Cuando me siento en la parecita del frente, todavía tengo la sensación del dedo entre los míos y el corazón late como cuando corro. En ese momento sale mamá, apurada. Se cambió, lleva sus lentes oscuros y la llave del auto en la mano. Vamos, dice. Y que la vecina enfermera va a quedarse con la abuela mientras nosotros vamos al hospital donde operan a mi primo. Por alguna extraña razón mamá suele darme explicaciones innecesarias, y así lo hace durante el camino; con minuciosidad habla de injertos, piel putrefacta, sangre y pus. Lloro en silencio, de cara a la calle para que no se note. Las lágrimas son en parte por la abuela, pero también por mi primo; de repente tengo miedo de que sea él quien muera. Al fin y al cabo, cosas así pasan todo el tiempo. A la vez me digo que es imposible morir por un dedo. En cualquier esquina de Buenos Aires hay personas mendigando sin alguna parte de su cuerpo. Camino al club por ejemplo, un hombre sin brazos ni piernas desplaza su tronco en una silla automática y los automovilistas se estiran por la ventanilla hasta la caja que el hombre lleva donde deberían ir las piernas.
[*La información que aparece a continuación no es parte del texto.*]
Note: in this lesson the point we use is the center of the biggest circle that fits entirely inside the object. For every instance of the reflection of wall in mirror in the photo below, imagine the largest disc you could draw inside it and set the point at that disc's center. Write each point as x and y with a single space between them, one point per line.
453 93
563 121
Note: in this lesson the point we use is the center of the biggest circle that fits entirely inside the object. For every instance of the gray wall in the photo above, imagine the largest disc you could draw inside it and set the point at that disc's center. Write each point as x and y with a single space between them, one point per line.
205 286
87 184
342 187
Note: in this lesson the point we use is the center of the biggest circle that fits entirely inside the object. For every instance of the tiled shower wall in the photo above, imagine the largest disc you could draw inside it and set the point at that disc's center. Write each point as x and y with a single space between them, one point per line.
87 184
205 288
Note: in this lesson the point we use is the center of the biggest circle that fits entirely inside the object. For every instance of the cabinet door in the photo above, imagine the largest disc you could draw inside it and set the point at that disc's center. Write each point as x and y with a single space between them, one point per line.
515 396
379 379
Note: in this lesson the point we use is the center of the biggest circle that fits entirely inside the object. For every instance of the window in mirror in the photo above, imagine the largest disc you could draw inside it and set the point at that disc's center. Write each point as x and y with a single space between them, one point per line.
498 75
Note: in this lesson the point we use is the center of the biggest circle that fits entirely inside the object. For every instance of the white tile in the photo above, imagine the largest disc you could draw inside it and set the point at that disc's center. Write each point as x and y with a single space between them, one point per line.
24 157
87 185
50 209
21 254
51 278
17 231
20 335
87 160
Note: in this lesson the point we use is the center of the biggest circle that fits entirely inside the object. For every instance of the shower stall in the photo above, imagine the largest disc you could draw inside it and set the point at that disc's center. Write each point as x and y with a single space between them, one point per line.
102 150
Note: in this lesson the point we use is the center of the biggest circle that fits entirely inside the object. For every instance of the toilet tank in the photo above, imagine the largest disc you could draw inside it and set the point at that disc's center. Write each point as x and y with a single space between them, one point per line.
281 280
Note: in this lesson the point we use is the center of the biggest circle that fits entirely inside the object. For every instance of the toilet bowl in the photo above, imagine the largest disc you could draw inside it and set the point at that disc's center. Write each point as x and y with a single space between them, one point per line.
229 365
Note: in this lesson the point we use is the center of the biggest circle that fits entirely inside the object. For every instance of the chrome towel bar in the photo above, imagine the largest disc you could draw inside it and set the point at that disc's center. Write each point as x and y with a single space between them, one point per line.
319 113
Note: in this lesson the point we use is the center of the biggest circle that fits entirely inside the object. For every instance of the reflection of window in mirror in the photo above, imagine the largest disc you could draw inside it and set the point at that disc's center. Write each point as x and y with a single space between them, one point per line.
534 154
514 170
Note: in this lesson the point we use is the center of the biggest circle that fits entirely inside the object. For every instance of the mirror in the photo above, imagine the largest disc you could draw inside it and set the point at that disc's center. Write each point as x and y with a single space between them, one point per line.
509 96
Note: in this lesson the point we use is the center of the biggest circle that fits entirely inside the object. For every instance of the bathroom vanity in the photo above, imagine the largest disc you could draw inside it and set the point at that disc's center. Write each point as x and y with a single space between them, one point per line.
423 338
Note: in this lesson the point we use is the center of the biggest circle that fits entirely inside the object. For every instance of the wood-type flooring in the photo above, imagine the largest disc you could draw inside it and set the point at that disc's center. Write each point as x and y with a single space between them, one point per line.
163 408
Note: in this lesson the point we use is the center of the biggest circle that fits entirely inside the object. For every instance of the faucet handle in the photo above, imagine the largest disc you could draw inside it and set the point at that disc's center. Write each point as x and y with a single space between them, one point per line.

Cuando a la mañana siguiente visito a mi primo en el hospital, ya tiene su dedo. No hablamos de lo sucedido y no lo haremos nunca, pasado el tiempo, será una anécdota familiar. En la cama del hospital, él maniobra su celular con la mano sana, la otra está vendada sostenida por un pañuelo. Lo único que quiere saber cuando nos quedamos solos es si la abuela ya murió; teme que los adultos se lo oculten por estar así. Le digo que no, y que es a ella a la que no hay que contarle nada. Fue lo primero que me aclaró mamá el día anterior, ni bien volvimos a la casa y ya había oscurecido.